Have you checked http://stackoverflow.com/questions/150750/hashset-vs-list-performance ? — Marco, Jun 18 '14 at 20:02
I bet in the time it took you to type up this question, you could have written an empirical test to determine which is faster on your machine. My money's on the List being faster. About the lookup cost being the same, I'd guess the list is faster because it doesn't need to generate a hashcode. — adv12, Jun 18 '14 at 20:02
Check http://referencesource.microsoft.com/#System.Core/System/Collections/Generic/HashSet.cs — Faisal, Jun 18 '14 at 20:04
If the size of the set is that small, then performance almost certainly shouldn't matter, because it's going to be way faster than it needs to be anyway — Servy, Jun 18 '14 at 20:06
In my experience, I've seen a HashSet used quite often for ensuring uniqueness. I would use whatever makes the most sense to your team and forget the few milliseconds you will save doing one method or the other; however, since you bothered to write up this question, it seems it matters. In that case, use a List because the initialization is quicker and your lookups will be very fast if the list never gets bigger than two items. — David Sherret, Jun 18 '14 at 20:07

score 5 · Accepted Answer · edited May 23 '17 at 12:27

The analysis performed in this answer indicates that you only see a performance advantage with HashSet over List when you get to 5 strings, or 20 objects (of course, results will vary based on what you are doing). Since you are going to have 0-2 items in almost all cases, your best bet performance-wise is probably to use the List.

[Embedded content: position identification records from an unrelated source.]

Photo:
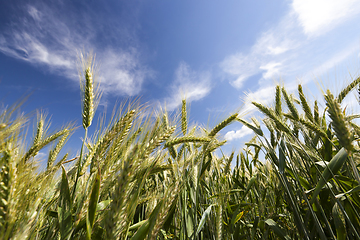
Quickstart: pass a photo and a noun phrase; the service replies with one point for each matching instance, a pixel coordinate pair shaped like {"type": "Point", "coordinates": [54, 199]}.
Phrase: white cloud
{"type": "Point", "coordinates": [242, 132]}
{"type": "Point", "coordinates": [48, 39]}
{"type": "Point", "coordinates": [271, 70]}
{"type": "Point", "coordinates": [190, 85]}
{"type": "Point", "coordinates": [318, 16]}
{"type": "Point", "coordinates": [285, 49]}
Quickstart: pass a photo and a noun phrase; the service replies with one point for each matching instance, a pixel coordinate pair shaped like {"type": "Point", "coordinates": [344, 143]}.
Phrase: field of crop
{"type": "Point", "coordinates": [146, 176]}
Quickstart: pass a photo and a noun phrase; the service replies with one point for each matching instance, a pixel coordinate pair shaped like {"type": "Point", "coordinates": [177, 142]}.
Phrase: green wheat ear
{"type": "Point", "coordinates": [338, 123]}
{"type": "Point", "coordinates": [89, 86]}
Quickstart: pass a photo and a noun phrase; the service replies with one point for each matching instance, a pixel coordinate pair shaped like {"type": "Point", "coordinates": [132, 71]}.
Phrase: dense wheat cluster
{"type": "Point", "coordinates": [146, 176]}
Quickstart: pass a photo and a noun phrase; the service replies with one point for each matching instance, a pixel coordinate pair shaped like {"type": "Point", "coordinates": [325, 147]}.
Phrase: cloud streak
{"type": "Point", "coordinates": [308, 40]}
{"type": "Point", "coordinates": [188, 84]}
{"type": "Point", "coordinates": [48, 38]}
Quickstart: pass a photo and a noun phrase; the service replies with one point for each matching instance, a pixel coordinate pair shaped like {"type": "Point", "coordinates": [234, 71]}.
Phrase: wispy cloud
{"type": "Point", "coordinates": [304, 44]}
{"type": "Point", "coordinates": [188, 84]}
{"type": "Point", "coordinates": [242, 132]}
{"type": "Point", "coordinates": [52, 40]}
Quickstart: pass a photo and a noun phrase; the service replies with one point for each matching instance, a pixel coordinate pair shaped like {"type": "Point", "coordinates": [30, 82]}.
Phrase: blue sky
{"type": "Point", "coordinates": [220, 55]}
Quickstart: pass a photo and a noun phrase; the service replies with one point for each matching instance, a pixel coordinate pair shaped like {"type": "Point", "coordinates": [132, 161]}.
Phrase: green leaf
{"type": "Point", "coordinates": [277, 230]}
{"type": "Point", "coordinates": [203, 219]}
{"type": "Point", "coordinates": [333, 167]}
{"type": "Point", "coordinates": [147, 226]}
{"type": "Point", "coordinates": [94, 198]}
{"type": "Point", "coordinates": [339, 223]}
{"type": "Point", "coordinates": [282, 157]}
{"type": "Point", "coordinates": [65, 206]}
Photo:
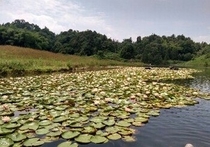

I would not worry about the confusion of those unfamiliar with using a HashSet to ensure uniqueness. That is one of the primary uses of a HashSet. Pick the best tool for the job, and if you think people will be confused, a short comment can help with that.

Also, though it is good to use the best performing coding strategy, you should also beware of spending too much time on micro-optimizations that can be premature. Unless you are using a lot of these objects, you probably will never notice the difference between List and HashSet in this case.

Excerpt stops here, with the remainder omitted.